Credit:
Corey Jones (writer),
Chris Shontine (photographer)
Most tequila is downed with the close-your-eyes-and-jump approach. You slam a shot, cram a lime in your mouth, and then … wake up naked … next to a total stranger … in a jail cell. But we’re here to defend the sipping of our little friend, and even to go as far as to say that tequila (ahem, good tequila) should be held in the same regard as single malt scotch or cognac. The reason you might be wary of our south-of-the-border friend is that you probably bought extremely shitty tequila when you were younger. There is actually a far greater spectrum of tequila to choose from. According to MaryHelen Guadiana, a bartender at Los Feliz in New York City, “Tequila is not just for shooting and bad hangovers anymore. There’s a whole new world of delicate, complex tequilas that have been aged in old American bourbon barrels and have hints of similar flavors.”

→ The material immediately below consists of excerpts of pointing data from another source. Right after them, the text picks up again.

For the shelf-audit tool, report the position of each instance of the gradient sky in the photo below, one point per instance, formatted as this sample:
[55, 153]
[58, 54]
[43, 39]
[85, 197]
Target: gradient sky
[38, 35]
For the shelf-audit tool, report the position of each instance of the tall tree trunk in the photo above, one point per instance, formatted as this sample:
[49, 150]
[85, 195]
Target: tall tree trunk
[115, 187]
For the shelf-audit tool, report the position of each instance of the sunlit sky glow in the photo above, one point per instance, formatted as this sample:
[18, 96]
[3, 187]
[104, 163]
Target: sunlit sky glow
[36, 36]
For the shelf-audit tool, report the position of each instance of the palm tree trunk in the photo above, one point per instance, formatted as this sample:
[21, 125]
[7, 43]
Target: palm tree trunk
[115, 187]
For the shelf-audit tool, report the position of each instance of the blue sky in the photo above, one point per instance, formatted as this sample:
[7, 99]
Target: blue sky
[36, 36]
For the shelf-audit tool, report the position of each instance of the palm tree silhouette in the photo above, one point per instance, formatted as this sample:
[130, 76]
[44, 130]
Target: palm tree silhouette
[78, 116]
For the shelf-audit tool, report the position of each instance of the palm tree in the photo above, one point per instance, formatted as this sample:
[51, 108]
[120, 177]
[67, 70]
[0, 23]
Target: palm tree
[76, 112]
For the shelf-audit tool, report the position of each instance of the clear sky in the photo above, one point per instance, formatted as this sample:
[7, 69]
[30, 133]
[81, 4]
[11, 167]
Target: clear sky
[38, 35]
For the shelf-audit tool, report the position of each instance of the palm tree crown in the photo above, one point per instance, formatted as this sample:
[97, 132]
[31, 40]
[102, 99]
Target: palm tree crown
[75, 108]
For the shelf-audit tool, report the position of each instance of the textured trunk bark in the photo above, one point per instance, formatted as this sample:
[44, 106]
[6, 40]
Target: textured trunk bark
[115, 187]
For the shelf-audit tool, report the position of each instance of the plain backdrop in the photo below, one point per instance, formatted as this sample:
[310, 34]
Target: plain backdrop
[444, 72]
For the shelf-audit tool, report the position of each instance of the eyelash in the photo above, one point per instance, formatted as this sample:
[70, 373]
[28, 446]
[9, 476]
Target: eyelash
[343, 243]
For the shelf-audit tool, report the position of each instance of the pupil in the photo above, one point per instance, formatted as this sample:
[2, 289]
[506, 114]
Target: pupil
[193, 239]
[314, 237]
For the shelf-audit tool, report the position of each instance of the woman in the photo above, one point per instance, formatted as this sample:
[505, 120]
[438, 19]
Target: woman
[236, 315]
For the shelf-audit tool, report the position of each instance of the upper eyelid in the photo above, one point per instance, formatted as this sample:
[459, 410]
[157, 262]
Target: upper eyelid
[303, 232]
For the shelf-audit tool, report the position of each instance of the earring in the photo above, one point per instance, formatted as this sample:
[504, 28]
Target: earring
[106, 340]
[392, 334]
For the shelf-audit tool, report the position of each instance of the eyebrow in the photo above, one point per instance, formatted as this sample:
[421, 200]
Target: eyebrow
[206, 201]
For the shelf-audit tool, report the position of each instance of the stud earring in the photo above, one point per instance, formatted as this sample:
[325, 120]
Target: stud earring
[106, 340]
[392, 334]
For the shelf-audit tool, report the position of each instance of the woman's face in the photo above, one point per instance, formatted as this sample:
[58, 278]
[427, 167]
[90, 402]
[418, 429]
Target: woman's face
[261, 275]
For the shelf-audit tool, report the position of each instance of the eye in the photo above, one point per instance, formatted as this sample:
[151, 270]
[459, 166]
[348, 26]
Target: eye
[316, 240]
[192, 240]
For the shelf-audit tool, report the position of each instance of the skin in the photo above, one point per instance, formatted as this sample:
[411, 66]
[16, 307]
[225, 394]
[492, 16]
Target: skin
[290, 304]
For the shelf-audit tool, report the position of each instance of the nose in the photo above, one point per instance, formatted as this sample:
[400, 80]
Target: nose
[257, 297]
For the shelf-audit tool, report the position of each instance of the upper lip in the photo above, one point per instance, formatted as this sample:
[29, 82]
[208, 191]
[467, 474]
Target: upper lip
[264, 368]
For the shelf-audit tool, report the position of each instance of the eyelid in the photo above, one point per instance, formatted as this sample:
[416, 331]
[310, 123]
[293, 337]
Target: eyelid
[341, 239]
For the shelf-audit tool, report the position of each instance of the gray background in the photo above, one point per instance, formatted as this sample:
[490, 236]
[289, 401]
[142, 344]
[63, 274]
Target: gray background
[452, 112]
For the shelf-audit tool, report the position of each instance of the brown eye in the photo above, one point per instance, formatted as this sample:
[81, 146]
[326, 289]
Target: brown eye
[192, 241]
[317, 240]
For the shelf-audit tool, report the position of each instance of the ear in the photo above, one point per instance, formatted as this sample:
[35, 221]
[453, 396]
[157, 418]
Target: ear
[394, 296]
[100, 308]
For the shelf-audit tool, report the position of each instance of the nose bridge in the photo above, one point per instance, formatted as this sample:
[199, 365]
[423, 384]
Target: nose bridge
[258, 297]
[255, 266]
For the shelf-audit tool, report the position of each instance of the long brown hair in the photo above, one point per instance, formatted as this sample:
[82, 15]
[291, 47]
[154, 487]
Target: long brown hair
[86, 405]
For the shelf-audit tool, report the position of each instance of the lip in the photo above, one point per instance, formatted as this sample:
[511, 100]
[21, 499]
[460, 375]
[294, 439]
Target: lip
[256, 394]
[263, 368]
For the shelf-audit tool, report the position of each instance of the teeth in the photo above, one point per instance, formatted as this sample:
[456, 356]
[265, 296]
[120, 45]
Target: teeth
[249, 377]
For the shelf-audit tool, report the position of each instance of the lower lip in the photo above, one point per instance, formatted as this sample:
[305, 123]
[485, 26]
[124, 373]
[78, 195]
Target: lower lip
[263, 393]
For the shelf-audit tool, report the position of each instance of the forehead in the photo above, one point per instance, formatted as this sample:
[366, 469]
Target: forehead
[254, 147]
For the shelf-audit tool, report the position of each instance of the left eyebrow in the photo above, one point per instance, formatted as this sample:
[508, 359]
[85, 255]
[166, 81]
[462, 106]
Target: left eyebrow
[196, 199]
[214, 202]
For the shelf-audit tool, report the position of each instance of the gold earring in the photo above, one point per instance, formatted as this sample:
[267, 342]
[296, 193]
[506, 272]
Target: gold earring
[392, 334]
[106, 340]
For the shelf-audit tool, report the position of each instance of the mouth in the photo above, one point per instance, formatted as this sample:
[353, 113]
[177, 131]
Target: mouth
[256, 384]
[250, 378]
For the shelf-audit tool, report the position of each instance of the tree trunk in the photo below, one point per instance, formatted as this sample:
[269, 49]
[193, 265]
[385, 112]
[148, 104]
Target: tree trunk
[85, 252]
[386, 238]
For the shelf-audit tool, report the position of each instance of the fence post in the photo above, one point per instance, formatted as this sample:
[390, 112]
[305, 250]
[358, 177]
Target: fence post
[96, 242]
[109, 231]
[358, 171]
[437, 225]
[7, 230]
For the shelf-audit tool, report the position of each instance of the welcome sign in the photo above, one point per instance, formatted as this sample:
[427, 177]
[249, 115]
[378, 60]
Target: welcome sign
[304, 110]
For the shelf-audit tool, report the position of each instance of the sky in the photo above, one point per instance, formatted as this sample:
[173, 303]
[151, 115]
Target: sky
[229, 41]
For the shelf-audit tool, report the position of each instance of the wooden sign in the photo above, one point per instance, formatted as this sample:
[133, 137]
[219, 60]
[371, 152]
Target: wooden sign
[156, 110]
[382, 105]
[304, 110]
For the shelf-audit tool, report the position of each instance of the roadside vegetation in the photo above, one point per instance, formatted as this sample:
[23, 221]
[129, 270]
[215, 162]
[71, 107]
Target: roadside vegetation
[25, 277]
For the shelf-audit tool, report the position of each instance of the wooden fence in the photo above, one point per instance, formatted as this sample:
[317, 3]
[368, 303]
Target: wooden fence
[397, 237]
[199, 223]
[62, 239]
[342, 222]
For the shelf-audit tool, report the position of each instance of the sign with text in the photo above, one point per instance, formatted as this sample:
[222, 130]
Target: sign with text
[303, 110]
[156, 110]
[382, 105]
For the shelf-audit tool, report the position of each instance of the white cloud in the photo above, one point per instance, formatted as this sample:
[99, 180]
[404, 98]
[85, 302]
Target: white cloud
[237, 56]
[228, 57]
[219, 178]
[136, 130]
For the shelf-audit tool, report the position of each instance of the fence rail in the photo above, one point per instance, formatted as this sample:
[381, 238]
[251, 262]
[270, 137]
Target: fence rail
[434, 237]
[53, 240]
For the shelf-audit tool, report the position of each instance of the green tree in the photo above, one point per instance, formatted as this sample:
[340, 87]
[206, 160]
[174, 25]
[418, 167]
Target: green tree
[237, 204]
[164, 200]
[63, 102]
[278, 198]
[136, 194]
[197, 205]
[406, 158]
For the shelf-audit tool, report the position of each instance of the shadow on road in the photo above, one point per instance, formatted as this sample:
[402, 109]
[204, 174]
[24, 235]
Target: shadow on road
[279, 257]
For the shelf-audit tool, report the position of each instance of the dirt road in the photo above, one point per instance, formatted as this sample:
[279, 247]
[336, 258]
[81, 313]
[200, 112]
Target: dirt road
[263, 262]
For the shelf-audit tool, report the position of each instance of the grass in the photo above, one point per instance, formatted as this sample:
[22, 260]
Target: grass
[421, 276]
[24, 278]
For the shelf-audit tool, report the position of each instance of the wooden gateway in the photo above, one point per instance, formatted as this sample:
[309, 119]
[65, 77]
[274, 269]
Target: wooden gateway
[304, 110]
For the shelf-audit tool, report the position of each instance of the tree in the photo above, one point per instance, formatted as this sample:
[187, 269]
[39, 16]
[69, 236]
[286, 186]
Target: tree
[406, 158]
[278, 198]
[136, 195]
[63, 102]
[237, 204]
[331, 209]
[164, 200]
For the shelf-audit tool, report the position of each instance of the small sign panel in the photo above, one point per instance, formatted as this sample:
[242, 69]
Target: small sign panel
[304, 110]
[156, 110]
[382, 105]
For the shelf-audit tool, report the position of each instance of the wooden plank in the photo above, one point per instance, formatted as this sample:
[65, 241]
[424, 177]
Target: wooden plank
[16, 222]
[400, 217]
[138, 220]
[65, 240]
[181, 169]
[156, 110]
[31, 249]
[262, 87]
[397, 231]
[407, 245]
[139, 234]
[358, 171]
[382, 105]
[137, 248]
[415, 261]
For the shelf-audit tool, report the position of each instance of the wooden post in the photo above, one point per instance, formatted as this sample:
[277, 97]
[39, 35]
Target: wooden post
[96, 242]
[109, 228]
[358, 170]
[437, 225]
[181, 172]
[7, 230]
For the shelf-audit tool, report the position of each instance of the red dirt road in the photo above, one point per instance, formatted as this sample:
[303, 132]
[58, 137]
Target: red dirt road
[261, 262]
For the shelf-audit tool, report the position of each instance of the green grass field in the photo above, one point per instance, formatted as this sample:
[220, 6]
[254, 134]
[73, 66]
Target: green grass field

Good tequila is out there, and it doesn’t need the “lick it, shoot it, suck it” treatment for you to choke it down. A high-end tequila just needs you to sip it. Here are the most important things to look for when picking up a bottle of good tequila: First, if you see the word mixto or gold on the bottle, put it back. Up to 49 percent of these tequilas are hangover-inducing sugar. Instead, stick to only 100 percent pure agave tequilas and you’ll save on the Tylenol the next day. Second, pick either reposado or añejo. Reposados have been aged for a minimum of two months, while anejos have been aged a minimum of one year—and they’re usually priced accordingly. Aging tequila in oak barrels smooths it out and gives it a complexity that makes it sip-worthy, and the longer it’s aged, the smoother it tastes. Guadiana says it best: “Treat tequila like someone you dated in college. They were young, immature, and at times made you nauseous, but now they’ve aged well and are oh so smooth.”